Educational value points
- The Franklin River is one of the last wild, unchanged rivers in the world. Located in the Franklin–Gordon Wild Rivers National Park in south-west Tasmania, the River extends 110 km through uninhabited wilderness, meeting with the Lower Gordon River, which flows into Macquarie Harbour on the west coast of Tasmania. The Franklin and Gordon rivers were listed as part of Tasmania’s World Heritage Area in 1982.
- The Franklin River became internationally renowned during a historic campaign between 1978 and 1983 to conserve it that was supported by a number of well-known identities such as Prince Charles, David Bellamy and Spike Milligan.

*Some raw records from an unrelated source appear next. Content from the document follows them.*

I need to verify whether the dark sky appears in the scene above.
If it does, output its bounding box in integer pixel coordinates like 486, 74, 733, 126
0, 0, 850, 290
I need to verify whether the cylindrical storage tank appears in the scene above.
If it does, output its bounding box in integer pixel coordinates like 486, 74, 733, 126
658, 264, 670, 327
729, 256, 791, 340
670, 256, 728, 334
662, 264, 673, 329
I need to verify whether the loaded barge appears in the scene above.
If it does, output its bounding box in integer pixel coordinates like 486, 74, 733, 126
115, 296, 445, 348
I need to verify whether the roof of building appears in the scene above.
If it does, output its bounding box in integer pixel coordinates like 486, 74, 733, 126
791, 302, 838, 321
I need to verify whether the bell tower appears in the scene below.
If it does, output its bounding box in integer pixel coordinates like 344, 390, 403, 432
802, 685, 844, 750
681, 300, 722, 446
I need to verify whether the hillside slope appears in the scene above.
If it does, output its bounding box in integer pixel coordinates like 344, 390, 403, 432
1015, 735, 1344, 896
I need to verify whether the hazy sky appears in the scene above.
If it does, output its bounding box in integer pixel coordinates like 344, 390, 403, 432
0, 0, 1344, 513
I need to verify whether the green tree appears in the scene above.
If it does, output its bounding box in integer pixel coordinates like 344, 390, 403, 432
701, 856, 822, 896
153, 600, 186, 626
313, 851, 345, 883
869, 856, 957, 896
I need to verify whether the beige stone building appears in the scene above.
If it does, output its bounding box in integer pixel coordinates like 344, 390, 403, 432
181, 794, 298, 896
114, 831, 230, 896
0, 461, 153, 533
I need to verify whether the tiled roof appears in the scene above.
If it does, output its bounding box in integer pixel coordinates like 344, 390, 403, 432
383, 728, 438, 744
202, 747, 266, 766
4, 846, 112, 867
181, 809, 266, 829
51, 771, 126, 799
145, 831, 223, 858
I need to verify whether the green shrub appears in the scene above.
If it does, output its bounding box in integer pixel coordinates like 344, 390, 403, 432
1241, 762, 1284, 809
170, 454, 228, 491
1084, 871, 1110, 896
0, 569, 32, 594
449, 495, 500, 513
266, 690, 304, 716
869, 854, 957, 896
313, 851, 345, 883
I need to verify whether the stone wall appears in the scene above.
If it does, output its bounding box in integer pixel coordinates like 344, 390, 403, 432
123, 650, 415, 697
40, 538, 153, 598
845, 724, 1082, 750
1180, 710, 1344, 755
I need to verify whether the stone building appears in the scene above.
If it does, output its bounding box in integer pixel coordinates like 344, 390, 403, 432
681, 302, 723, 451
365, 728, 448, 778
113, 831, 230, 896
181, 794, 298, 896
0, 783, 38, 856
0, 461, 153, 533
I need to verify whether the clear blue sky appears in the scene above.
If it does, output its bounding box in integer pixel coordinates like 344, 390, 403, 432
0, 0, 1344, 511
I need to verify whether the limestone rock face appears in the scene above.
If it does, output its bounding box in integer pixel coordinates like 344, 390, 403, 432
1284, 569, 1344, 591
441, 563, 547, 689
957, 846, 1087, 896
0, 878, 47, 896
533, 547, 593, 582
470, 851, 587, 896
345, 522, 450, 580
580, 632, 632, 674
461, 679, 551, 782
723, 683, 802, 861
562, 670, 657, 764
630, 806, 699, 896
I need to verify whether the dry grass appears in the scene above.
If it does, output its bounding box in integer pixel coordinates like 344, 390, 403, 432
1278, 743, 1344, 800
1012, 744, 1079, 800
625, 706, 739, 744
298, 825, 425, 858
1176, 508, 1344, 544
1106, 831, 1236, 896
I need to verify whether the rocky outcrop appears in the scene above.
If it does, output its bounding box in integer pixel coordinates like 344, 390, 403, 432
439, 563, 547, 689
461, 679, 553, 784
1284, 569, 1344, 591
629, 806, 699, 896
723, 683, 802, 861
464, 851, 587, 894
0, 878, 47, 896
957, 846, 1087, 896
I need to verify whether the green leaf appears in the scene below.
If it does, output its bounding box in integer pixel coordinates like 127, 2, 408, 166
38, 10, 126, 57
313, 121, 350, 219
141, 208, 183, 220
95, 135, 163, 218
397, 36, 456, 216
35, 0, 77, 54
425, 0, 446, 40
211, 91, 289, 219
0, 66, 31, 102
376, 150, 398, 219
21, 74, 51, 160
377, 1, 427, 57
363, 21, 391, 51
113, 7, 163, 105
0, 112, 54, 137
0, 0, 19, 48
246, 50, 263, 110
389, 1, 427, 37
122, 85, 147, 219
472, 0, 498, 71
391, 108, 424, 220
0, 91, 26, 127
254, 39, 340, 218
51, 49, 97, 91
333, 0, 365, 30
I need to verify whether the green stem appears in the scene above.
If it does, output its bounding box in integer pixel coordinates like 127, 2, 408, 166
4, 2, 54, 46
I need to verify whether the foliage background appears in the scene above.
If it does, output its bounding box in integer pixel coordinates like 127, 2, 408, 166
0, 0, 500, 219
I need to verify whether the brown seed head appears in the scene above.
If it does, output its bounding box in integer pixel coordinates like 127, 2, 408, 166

- Depictions of the Franklin River and surrounding wilderness were used successfully in the conservation campaign to save the River from being dammed by the Hydro-Electric Commission of Tasmania. The famous photograph of Rock Island Bend, taken by Peter Dombrovskis, Tasmania’s most prominent wilderness photographer, was used by the Tasmanian Wilderness Society in an advertising campaign that attracted national and international support.
- The conservation campaign was the largest in Australian history. The Tasmanian Liberal government, led by Robin Gray, supported the proposal to dam the Franklin River as part of the hydro-electric power scheme. The campaign to stop the dam lasted more than 5 years from the announcement of the dam proposal in 1978 to 1983, when a ruling of the High Court of Australia eventually stopped the development. A number of other rivers had already been dammed as part of the scheme including the Huon, Serpentine and the Upper Gordon Rivers, which led to the flooding of Lake Pedder.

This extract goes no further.